Newly appointed Ryan McRae, Canadian Senior Vice President of Business Development and Joe Reardon, Chief Development Officer, Business Development and Marketing Speak to Hotel Equities Plans in Canada


Can you provide a brief description of your background in the hotel industry?

Ryan McRae:  After starting my career on the retail side of real estate with Ivanhoe Cambridge, then completing my MBA at INSEAD, I joined the development team at Hilton as a Development Director in their Europe and Africa region in 2006. I relocated back to Canada in 2009 and continued to work with Hilton covering development in Western Canada.  In 2012, I joined SilverBirch Hotels & Resorts as their Vice President of Acquisitions & Development, responsible for all SilverBirch’s acquisition and development activities Canada wide. In 2014, I transitioned back to the branded side of things, and joined Marriott International as their Area Vice President – Lodging Development in Western Canada.  After 6 amazing years at Marriott significantly growing their portfolio in Western Canada, I am very excited to be joining the Hotel Equities team.

What does your appointment indicate about HE’s commitment to the Canadian market?


Ryan McRae:  From day one, when Hotel Equities decided to enter the Canadian marketplace three years ago, they were fully committed to having the right in-market, above property resources in place. That included opening its Canadian regional office with full support from all disciplines to ensure they were providing their owners and associates with the best-in-class support for their hotels.

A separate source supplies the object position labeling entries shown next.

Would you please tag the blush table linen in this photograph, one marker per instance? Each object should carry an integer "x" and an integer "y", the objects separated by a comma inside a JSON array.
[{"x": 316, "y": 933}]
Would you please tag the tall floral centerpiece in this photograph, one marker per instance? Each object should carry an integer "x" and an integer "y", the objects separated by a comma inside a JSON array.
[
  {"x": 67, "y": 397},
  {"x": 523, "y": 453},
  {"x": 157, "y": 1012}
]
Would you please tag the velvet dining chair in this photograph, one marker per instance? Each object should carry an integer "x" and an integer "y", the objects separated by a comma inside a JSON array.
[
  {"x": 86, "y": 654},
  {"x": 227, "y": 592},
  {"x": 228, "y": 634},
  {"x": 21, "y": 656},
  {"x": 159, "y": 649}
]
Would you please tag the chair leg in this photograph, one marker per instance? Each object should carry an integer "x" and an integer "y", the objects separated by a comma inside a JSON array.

My appointment is a further extension of this commitment to having the most relevant and localized expertise and support for our current and future owners as we grow the HE portfolio. That is how we ensure great results for our owners.  Joe Reardon’s comments have always been that HE gets bigger as we get better and with the results the team is producing, especially since COVID, we expect to continue growing with opportunities to double our presence quickly in Canada.

What is the current portfolio in Canada?


Ryan McRae:  In addition to the 26 hotels we have open and trading in the Canadian market, we also have 7 in various stages of development and an extensive pipeline. We also have a strong focus on merger and acquisition opportunities.  We are excited to be able to work with brand partners on multiple platforms including Marriott, Hilton, IHG, Choice, Hyatt, and Wyndham.     

What is your strategy for expanding here and what do you see as the major challenges?


Ryan McRae:  We will be working very closely with the owners of individual assets in addition to portfolio owners.  Hotel Equities’ value proposition to owners is clear in terms of the RevPAR premiums our properties are able to generate relative to their competitive sets, in addition to the costs savings our scale and efficiencies can bring to a hotel‘s bottom line.  One of the other most significant value adds that HE brings to the conversation is the internal time and resources that we can free up for an owner / developer by taking the hotel management piece off the table for them, allowing them to concentrate on their core business of investment / development.

We also work closely with owners on optimizing their portfolios, providing guidance on acquisition, repositioning, and dispositioning strategies, in addition to working with groups that are new to the hotel space and looking to invest in the asset class.

From a challenge perspective, while I will be working with many existing owners, in a lot of cases, a change in hotel management is very often linked to a change in ownership event. Given the ultimate impact of COVID on Canadian hotel transaction activities still very much remains to be seen, the pace of our growth may be slowed (or perhaps accelerated) depending on the pace of transactions.


Joe Reardon:  The opportunity will continue to be business travel, group and conventions during the next couple of years. Our extended stay and regional based hotels continue to overachieve in our markets in both Canada and the US. 

The strategy here is two-fold, one is working with small owner/management groups to find synergies to work together. We are seeing a massive flight to quality on the management side as the tide is certainly out. This flight to quality allows owners to take advantage of our procurement processes, proprietary business intelligence that measures real time success and opportunities, control cost, allow HE to take on regional payroll and operate premium RGI and results to the market. This strategy allows owners to focus on possible future transactions and further out development while de-risking their current model.

The second strategy will be to identity a few smaller management groups that have alignment with HE on a merger type of strategy. This again allows a group that may be struggling to partner with us on a go forward strategy.

Lastly, HE Is currently in discussion with several owners regarding their development services/owner asset management their development projects and pips. HE rolled out our development services team over two years ago and has successfully helped owners ensure a well-built asset, on time and under budget. 

Has the Covid pandemic affected how the strategy will be rolled out?

Ryan McRae:  There has not been a single area of the hospitality industry that has not been impacted by COVID in one form or another, and the same is true for development.  It is very safe to assume that we will be see a contraction in new-build hotel construction starts in the short to medium term, with many projects shelved indefinitely.  While historically Hotel Equities’ growth would have come through a balance of new-build and exiting assets, with the slowdown in growth of new-builds, our strategy has shifted to have a bias towards existing assets where we can add value to owners.